What about Die casting?
Die casting is used by industrial foundries and manufacturers to create practically anything and everything, such as die cast cars. Many small foundries, like the one in your garage, backyard, of workshop may find that die casting is really just not economical. But who said that having fun and trying new things was ever economical? This process we aslo called high pressure die casting or pressure die casting, The process of Die Casting involves a simple concept. The molten metal is injected with high pressure into the mold or mold cavities. The mold used in die casting can have several small civilities of either the same pattern or different pattern.

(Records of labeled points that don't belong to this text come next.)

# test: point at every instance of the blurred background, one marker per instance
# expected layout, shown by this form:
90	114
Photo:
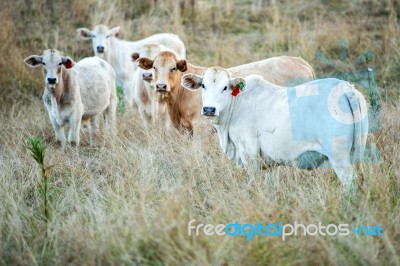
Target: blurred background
330	34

The name Die Casting comes from the molds which are called dies. These molds are reusable and are often made from steel but other alloys can be used as long as they can withstand high pressure. The reason dies must be created from metal and not from sand or other material is due to the high amount of pressure used to get the molten metal into the mold. If sand molds were used in a Die casting procedure then the mold would crumble. There are plenty of advantages of using dies in a casting procedure which makes this method desirable for anyone wishing to create a high volume of similar castings.
Die casting is perfect for anyone that needs to make a lot of the same thing without any quality or pattern deviation. This is especially helpful in certain industries where quantity and quality count. Many hobbyists may have no use for die casting on a practical basis but will often try at least one Die casting for the sake of trying.

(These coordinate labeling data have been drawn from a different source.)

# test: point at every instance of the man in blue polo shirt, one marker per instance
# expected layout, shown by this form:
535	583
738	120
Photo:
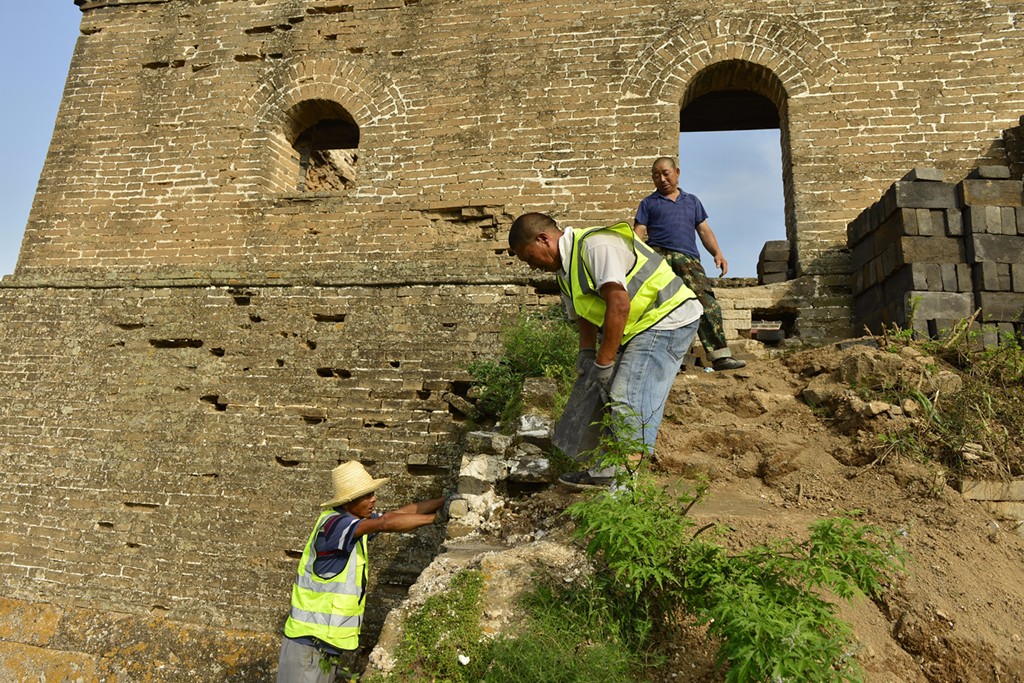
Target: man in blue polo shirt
670	221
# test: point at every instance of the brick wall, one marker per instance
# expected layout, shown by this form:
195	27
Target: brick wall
192	339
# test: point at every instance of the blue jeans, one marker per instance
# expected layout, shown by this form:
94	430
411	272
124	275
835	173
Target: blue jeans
644	374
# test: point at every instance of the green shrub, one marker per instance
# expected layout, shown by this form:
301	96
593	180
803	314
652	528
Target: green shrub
988	410
763	603
534	346
448	625
570	635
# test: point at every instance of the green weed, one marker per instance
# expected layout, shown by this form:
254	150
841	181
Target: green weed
763	604
534	346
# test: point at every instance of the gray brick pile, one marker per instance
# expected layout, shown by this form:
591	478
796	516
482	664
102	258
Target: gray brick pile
930	253
773	262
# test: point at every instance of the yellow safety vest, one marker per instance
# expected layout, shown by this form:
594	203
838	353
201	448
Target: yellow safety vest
653	289
330	609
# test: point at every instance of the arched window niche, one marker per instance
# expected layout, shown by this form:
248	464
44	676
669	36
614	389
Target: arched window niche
323	154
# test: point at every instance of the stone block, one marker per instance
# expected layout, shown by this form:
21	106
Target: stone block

There are two types of machines used in the Die Cast procedure. These machines are essentially the same and are called the Hot-chamber and the Cold-chamber.
The Hot-chamber machine melts the alloy and feeds it into a section of the machine referred to as the gooseneck. A piston then forces the alloy into the mold. A separate furnace is not needed but the draw back of this is that metals with higher melting points can not be used.
The Cold-chamber is used for metals that can not be used by the Hot-chamber such as aluminum and copper. A separate furnace is needed to melt the alloy which is then poured into the injection cylinder and then shot into the mold.
The advantages of using Die casting vary but the most noticeable advantages are the repeated quality, smooth casting surface, and the quick production of casts. While the initial cost of Die Casting exceeds several of the other casting procedures, those that need a high number of casts in the shortest amount of time possibly will benefit greatly from the investment.
Die casting is commonly used to create commercial goods as it yields a high volume. The molds, or dies, used vary in life cycle depending upon the material used to create the die. The die can have one cavity or several cavities depending upon the need.
Everyone should try Aluminum die casting, magneium die casting or zinc die casting at least once if they can afford the initial cost. Besides, who knows when you’ll need a small battalion of metal soldiers which can be made quickly and easily with die casting.